A dog would have a doting owner who would take him everywhere, including a summer with family on a Maine lake, frequent walks, no other dogs in the home but plenty of others to meet up with    outside for play times.  An ability to provide excellent care and all the good food and toys necessary.  I found a Collie for her and brought my smooth Collie and Gritty to visit her. She really liked Gritty's gentleness, we went for a walk, met her neighbors and their dog, all went well. I let Gritty stay for an overnight,  when I picked him up the next day, I thought it was not going to work, Gritty had paced all night, but  when she looked at me and told me how she had lit a fire in the fireplace and sat with him on the floor and he put his paw gently on her cheek, I saw how very much she needed him, and it was probable that this is what he needed too. I took him home for a couple days to think about it.
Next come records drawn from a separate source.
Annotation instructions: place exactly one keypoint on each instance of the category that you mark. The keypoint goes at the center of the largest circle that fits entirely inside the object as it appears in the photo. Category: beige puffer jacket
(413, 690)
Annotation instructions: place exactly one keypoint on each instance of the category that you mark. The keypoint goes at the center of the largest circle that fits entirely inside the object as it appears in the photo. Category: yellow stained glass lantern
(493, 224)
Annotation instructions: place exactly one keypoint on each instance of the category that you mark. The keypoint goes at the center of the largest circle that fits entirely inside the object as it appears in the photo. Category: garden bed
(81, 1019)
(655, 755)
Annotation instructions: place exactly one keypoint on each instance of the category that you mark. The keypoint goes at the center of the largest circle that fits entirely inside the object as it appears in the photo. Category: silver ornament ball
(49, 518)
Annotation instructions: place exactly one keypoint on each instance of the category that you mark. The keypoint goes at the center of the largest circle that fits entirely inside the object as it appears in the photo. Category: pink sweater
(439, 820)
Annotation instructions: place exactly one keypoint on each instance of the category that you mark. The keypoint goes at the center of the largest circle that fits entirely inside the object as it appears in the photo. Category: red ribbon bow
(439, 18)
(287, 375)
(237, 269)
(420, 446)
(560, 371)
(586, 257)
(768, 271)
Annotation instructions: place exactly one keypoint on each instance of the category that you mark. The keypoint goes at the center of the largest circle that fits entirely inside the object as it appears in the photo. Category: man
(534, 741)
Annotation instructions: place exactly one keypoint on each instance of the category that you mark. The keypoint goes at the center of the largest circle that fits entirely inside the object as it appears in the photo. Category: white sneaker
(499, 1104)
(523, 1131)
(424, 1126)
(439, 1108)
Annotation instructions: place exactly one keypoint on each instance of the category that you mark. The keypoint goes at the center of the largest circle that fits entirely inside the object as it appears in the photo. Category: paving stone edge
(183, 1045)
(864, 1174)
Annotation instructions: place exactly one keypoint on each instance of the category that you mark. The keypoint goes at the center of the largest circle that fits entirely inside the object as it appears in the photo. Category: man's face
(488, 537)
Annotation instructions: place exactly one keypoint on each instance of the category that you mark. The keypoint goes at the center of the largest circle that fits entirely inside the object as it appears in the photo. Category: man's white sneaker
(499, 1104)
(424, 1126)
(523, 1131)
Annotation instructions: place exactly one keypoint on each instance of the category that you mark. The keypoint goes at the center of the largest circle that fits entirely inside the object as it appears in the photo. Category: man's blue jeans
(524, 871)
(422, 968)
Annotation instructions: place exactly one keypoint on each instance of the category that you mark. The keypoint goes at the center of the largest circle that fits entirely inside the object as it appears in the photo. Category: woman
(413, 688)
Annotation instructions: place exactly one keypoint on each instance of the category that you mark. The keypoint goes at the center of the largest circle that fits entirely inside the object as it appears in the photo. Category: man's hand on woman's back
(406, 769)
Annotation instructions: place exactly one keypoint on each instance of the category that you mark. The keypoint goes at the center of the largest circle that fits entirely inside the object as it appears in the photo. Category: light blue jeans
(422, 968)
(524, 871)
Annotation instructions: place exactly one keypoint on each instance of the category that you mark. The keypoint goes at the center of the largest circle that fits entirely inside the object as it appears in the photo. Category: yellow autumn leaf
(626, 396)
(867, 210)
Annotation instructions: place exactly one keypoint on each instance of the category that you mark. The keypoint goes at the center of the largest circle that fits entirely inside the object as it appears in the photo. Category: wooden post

      Suffused with guilt, he is so devoted to me it will be really hard for him, we can go on the way we are, spring will come and he will have the kennel again, I had doubled the size to 20 x 20 in November, but my inner voice said, yeah or he could have someone who never left him to go to
work, and always took him along, all the toys he wants all to himself, dogs to play with but not have to share his human with. I hate those voices, because they also said a very lonely woman really wants his company, and needs him.
  I took Gritty back for a weekend visit. I got him a new crate, brought his race car bed and cow hoof,    and squeaky tennis ball. He settled in, slept on her bed, went on errands, went into stores, went on 6  walks a day, and was eating the food I left for him. I went back with more food and more toys, all his favorites, it was to o hard for him to see me, I had to make the decision. I have to stay away for awhile  now, this is the hardest!